SIEM Event Forwarding
Forward events from devices on your network to your public cloud SIEM via the Agilicus Connector.
Overview
You have a set of restrictive networks. Your firewall disallows inbound and outbound traffic. You have a corporate directive to use a central SIEM such as Microsoft Sentinel or Google Security Operations (SecOps). Those in turn use practically unbounded public IP’s making it very difficult to construct safe outbound rules.
The Agilicus AnyX connector can provide safe egress forwarding. It does this via an SNI-inspecting proxy, selecting only the needed hosts, and, directly connecting them without breaking the encryption.
To configure, first enable the feature on the Connectors overview. Then select which SIEM(s) you wish enabled, and, the connector(s) that you wish to provide this service.
Note: this section is for configuring third party devices to forward through the Agilicus connector to a cloud-based SIEM. If you wish to configure the Agilicus connector to send its own audit messages, see e.g. “Send Events to Microsoft Sentinel SIEM”

At the bottom of the dialog you will see instructions for local DNS settings on the network.
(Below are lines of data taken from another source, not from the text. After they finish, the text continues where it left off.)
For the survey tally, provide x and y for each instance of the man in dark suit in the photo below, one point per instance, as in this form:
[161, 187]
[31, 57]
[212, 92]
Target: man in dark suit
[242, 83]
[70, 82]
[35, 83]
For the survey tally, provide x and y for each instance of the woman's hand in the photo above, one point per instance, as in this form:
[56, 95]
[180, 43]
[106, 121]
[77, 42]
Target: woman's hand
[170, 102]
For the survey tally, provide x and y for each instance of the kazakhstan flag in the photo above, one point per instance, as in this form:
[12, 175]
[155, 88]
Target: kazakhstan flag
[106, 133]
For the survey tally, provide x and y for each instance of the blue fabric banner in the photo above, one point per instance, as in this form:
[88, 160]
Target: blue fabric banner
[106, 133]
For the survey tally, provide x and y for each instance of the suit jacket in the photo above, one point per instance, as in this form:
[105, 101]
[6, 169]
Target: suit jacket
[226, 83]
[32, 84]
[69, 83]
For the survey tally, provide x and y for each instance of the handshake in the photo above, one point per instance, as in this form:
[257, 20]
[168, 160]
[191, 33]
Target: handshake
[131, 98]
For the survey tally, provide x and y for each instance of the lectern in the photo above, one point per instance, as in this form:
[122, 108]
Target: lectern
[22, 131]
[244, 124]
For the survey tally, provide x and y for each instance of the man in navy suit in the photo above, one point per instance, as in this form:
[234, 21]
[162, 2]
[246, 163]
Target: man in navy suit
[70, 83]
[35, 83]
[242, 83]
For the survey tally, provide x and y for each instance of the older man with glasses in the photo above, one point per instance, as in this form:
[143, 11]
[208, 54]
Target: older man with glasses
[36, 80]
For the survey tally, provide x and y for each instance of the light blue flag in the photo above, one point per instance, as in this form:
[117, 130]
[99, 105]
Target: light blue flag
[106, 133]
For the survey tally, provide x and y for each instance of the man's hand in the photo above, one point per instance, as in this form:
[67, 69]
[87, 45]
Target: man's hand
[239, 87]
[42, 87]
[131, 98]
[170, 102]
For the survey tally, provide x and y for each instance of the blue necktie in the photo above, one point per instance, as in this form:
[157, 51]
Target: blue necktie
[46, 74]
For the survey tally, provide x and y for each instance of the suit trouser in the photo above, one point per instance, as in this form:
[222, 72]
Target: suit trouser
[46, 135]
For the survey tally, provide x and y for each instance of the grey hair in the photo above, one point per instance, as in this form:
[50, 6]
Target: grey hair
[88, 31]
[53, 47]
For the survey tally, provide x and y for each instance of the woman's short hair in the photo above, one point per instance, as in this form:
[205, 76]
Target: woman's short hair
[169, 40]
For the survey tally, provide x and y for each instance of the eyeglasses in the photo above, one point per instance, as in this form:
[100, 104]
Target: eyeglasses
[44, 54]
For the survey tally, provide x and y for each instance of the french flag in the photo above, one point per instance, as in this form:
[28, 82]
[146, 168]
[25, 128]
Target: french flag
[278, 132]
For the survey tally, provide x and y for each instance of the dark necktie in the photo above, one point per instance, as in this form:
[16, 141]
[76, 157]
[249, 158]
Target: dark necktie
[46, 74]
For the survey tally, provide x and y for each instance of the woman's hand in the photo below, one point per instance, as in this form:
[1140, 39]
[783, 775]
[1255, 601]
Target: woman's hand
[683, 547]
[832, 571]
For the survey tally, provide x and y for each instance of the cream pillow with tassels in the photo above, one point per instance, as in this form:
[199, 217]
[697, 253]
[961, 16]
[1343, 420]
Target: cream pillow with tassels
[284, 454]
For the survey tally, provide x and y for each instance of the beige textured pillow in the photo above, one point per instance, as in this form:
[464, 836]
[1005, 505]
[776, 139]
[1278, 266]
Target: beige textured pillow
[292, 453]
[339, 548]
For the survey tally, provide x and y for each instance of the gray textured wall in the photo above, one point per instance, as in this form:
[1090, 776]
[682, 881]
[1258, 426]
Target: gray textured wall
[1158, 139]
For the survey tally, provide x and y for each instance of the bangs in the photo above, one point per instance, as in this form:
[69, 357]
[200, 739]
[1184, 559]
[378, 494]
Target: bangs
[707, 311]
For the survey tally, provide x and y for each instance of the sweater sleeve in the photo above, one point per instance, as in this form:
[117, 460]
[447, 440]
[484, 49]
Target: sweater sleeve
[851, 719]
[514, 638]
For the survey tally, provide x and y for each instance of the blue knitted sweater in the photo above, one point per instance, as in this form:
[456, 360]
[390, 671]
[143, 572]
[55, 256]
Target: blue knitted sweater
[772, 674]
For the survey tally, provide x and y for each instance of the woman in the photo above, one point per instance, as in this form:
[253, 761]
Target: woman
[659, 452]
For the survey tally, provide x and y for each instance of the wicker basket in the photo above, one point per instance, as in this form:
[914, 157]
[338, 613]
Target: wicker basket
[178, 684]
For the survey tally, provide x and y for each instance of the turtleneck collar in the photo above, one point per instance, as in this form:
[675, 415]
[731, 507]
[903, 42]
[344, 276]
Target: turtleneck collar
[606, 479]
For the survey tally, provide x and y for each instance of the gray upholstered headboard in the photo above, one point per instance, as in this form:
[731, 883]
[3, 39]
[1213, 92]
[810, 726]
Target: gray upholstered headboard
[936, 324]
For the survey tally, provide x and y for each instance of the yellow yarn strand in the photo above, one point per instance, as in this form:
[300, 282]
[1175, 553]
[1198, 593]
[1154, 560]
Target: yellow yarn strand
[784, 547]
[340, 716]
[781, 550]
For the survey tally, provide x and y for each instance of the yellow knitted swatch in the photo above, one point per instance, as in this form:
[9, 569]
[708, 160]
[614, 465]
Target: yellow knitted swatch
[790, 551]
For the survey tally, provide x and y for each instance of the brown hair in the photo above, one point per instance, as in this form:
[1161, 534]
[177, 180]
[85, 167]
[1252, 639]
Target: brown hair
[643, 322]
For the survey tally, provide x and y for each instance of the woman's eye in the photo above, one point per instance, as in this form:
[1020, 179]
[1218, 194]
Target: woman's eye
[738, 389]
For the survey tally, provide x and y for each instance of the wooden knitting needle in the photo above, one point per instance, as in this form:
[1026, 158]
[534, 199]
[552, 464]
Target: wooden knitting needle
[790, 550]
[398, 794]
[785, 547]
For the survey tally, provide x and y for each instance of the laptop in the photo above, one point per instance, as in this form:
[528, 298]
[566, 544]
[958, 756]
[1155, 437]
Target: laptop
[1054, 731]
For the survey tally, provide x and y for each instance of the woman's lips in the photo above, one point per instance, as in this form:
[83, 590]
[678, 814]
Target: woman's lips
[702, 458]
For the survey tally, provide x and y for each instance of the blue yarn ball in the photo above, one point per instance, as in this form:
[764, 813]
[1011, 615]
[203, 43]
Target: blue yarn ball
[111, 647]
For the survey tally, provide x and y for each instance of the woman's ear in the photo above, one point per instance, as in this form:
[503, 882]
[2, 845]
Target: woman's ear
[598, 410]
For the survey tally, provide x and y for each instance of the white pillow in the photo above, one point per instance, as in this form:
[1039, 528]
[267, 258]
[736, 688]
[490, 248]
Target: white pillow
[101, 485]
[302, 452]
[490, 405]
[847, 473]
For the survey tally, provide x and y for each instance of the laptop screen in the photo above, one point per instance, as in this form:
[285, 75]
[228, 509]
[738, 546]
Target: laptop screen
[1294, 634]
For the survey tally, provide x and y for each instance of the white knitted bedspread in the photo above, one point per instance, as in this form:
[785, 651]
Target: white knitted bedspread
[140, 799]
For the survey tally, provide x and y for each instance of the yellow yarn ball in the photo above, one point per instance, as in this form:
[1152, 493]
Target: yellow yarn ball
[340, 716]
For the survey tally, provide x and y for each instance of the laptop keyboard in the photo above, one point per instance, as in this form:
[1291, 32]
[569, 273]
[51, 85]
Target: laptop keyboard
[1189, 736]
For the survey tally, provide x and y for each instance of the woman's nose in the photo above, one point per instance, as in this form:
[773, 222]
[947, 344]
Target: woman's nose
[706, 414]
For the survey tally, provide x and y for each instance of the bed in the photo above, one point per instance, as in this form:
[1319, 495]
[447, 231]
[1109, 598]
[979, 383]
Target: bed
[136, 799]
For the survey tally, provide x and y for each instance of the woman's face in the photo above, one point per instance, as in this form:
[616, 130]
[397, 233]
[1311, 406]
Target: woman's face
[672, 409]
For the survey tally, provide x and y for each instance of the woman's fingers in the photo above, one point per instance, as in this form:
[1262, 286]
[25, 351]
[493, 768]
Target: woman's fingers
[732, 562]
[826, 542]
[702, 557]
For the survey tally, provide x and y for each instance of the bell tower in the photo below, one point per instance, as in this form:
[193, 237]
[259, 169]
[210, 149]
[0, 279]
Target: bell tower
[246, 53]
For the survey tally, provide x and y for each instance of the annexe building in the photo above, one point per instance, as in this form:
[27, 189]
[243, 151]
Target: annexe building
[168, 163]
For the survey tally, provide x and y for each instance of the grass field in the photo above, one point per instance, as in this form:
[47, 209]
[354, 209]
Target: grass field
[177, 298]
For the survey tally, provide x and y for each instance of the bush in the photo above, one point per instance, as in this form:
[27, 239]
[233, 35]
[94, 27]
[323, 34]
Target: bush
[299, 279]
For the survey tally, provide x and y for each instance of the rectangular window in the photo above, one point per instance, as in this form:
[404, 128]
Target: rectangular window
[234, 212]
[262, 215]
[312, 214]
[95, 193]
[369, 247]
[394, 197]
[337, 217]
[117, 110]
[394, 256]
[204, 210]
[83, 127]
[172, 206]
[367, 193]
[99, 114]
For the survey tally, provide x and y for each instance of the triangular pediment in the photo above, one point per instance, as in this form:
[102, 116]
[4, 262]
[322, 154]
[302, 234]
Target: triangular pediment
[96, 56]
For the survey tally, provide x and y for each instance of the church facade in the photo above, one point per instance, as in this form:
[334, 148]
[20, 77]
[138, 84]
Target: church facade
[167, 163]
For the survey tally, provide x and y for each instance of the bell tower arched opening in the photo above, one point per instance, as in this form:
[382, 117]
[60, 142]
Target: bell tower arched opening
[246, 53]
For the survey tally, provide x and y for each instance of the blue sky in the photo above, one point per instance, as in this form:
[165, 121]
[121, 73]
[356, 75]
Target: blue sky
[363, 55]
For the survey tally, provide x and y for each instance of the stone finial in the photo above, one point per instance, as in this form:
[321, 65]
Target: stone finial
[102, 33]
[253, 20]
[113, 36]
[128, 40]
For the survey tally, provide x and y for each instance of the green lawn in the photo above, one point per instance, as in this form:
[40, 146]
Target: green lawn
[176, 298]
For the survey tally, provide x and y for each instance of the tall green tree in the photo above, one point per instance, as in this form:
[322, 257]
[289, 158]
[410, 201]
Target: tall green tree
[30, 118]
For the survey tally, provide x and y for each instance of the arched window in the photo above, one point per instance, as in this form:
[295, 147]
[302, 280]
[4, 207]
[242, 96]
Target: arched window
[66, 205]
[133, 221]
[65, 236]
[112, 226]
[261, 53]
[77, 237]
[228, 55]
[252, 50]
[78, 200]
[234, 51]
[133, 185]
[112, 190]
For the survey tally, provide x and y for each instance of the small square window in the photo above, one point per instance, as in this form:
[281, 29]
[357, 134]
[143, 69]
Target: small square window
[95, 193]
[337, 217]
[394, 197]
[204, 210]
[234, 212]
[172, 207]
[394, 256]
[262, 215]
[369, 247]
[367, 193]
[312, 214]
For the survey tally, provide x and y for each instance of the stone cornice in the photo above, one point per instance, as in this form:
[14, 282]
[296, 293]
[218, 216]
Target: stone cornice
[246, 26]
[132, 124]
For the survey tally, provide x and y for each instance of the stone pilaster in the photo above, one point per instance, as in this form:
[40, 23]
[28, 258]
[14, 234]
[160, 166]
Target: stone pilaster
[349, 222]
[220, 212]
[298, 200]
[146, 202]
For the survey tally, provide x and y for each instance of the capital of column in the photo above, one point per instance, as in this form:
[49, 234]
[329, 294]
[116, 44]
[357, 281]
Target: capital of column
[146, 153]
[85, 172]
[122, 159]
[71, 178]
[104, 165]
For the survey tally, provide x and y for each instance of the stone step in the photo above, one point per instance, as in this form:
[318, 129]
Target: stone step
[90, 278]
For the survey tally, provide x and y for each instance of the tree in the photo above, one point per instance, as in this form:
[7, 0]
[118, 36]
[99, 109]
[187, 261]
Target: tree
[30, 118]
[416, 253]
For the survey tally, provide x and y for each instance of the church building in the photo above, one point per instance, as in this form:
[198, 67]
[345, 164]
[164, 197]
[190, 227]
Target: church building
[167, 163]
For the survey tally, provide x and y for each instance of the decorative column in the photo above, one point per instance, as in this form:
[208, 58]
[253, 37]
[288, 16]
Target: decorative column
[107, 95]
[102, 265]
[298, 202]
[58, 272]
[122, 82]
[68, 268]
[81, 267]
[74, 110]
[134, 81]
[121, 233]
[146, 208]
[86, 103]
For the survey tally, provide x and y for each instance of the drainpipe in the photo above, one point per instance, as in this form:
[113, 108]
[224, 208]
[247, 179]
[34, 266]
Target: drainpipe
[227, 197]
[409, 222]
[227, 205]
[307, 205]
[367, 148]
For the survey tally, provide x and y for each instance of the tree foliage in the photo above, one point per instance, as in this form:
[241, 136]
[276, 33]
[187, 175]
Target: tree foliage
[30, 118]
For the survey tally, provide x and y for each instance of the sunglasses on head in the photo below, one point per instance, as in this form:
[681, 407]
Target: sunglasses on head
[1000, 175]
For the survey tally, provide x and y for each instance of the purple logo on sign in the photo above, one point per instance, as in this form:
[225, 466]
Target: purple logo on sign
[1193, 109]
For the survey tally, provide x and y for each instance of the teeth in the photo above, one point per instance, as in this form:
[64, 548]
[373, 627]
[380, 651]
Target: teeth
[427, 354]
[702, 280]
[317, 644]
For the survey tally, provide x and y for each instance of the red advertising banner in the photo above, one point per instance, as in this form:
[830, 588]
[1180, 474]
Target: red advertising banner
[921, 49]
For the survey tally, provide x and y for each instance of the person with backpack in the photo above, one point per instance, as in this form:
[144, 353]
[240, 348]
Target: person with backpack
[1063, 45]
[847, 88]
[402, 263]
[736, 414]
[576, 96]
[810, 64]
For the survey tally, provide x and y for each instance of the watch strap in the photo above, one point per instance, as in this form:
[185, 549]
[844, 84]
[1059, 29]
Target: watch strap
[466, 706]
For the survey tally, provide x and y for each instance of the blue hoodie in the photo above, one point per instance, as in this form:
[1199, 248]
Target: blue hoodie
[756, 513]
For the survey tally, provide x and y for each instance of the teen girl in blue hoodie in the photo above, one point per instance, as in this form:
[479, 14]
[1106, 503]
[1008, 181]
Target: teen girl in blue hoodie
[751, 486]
You will need to note the local IP address of your connector machines (the local to your network, often 10.x.x.x or 172.x.x.x or 192.168.x.x). You will then have to ensure that the DNS resolution on the remotes (the ones sending the logs) resolves to that connector for the given hostname. In the example below, if ‘2012rk2’ has a local IP of ‘10.1.2.3’, we would want to put an entry in the site DNS to have *.ods.opinsights.azure.com use 10.1.2.3 as the resolution.
Note: some sites might have public DNS (e.g. Google 8.8.8.8). This is not safe, it is possible to have IP over DNS VPN’s from (DNS tunnelling) allowing covert exfiltration and command and control channels to form.
If you do not have a DNS on the site, you can consider putting the entries in the local hosts file on each machine that will send logs.